If the current government can't solve the problem, it will confront both an increasingly rebellious citizenry and a community of foreign investors unwilling to put money into a place where assurances of ownership don't seem to count for much. Failure to solve these problems could easily subvert the progress of Burma's nascent democracy. Fair access to land is a major precondition for a healthy polity. (The same is true of democratic India, where unequal distribution of land sustains another long-running insurgency by the Maoist Naxalites.)
Similar patterns repeat themselves around the world. Despite China's breakneck urbanization, the fate of the country's reform process depends to a crucial extent on whether the Communist Party can prevent local governments from conducting expropriations, which have been fueled by a system in which local governments finance their budgets through the sale of land. (Add rampant corruption, and you get a powerful set of incentives for an epidemic of evictions that drives much of China's simmering domestic unrest.) Hall notes that up to 60 million peasants have been displaced from their homes between 1990 and 2002. That adds up to quite a potential for discontent.
China's Communist leaders, whose revolution triumphed in 1949 thanks to the support of rebellious peasants, are surely in a position to appreciate the risks of skewed land distribution. The ownership of land by a privileged few is one of the most frequent triggers for rural insurgencies. (And the occupation and expropriation of a vanquished foe's land is a great way to ensure that proper peace will never come -- as Israelis ought to have figured out by now.)

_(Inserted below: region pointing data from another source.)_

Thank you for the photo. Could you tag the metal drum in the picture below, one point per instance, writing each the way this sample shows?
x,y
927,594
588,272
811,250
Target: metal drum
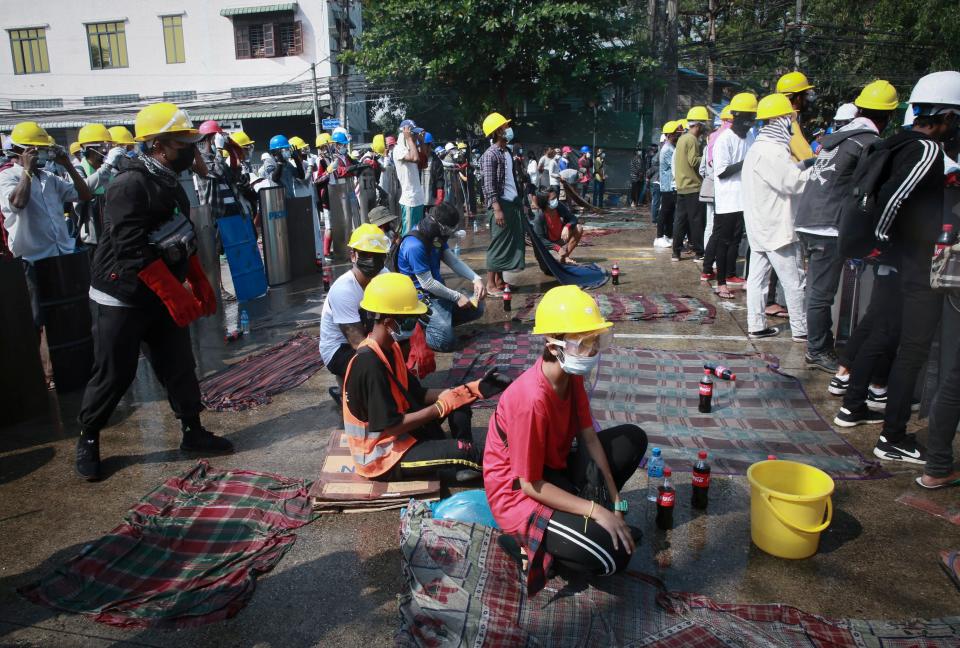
x,y
276,241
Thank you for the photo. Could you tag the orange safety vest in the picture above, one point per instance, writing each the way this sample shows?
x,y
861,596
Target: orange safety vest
x,y
374,453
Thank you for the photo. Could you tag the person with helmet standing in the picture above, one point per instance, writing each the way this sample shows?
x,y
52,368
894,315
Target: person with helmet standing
x,y
392,423
98,164
31,200
797,88
138,295
771,185
690,218
341,328
818,215
729,151
500,196
554,500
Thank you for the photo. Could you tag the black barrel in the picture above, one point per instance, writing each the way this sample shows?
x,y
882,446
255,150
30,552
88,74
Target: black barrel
x,y
63,285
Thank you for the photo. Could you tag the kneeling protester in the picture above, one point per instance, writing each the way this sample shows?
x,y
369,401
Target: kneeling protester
x,y
555,500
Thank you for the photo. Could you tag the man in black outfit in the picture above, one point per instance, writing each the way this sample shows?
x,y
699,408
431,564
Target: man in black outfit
x,y
146,253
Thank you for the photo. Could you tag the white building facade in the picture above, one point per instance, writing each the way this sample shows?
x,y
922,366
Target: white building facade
x,y
67,63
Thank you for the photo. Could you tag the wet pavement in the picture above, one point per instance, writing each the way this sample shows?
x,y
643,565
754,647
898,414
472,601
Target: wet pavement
x,y
338,584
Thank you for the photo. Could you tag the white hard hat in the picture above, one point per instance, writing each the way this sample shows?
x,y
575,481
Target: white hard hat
x,y
845,112
937,89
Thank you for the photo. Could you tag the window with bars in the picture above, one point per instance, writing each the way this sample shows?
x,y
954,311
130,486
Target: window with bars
x,y
29,50
108,45
173,38
267,39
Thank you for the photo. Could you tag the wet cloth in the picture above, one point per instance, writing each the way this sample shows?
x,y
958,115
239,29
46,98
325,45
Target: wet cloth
x,y
507,243
187,554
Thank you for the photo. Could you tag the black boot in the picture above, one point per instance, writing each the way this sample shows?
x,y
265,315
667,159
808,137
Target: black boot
x,y
197,438
88,455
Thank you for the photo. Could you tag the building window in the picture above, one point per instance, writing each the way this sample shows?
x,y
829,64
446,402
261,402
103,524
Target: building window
x,y
29,49
108,45
262,39
173,38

Just to make matters even more complicated, now we have the burgeoning phenomenon of corporations buying up huge tracts of land in poor countries. In Liberia, for example, landless people are protesting big land purchases by palm oil companies from Malaysia and Indonesia. Land, in other words, is no longer a national problem, but increasingly one with a cross-border dimension. Hall points out that even plans for countering climate change ultimately entail compelling people to change their patterns of land use. In practical terms, he says, many policies designed to fight global warming amount to "paying people not to cut down trees on their land."
Policymakers in the developed world need to do a better job of appreciating the importance of this issue. It's possible to imagine many situations where implementing sensible land reform (including a full-fledged system of property rights) could do just as much to secure the future of democracy as election monitoring or advice on constitution-writing. This is a job that's too important to be left up to international financial institutions like the World Bank. It would be good to see individual countries pitching in with solutions, too. Washington, where are you?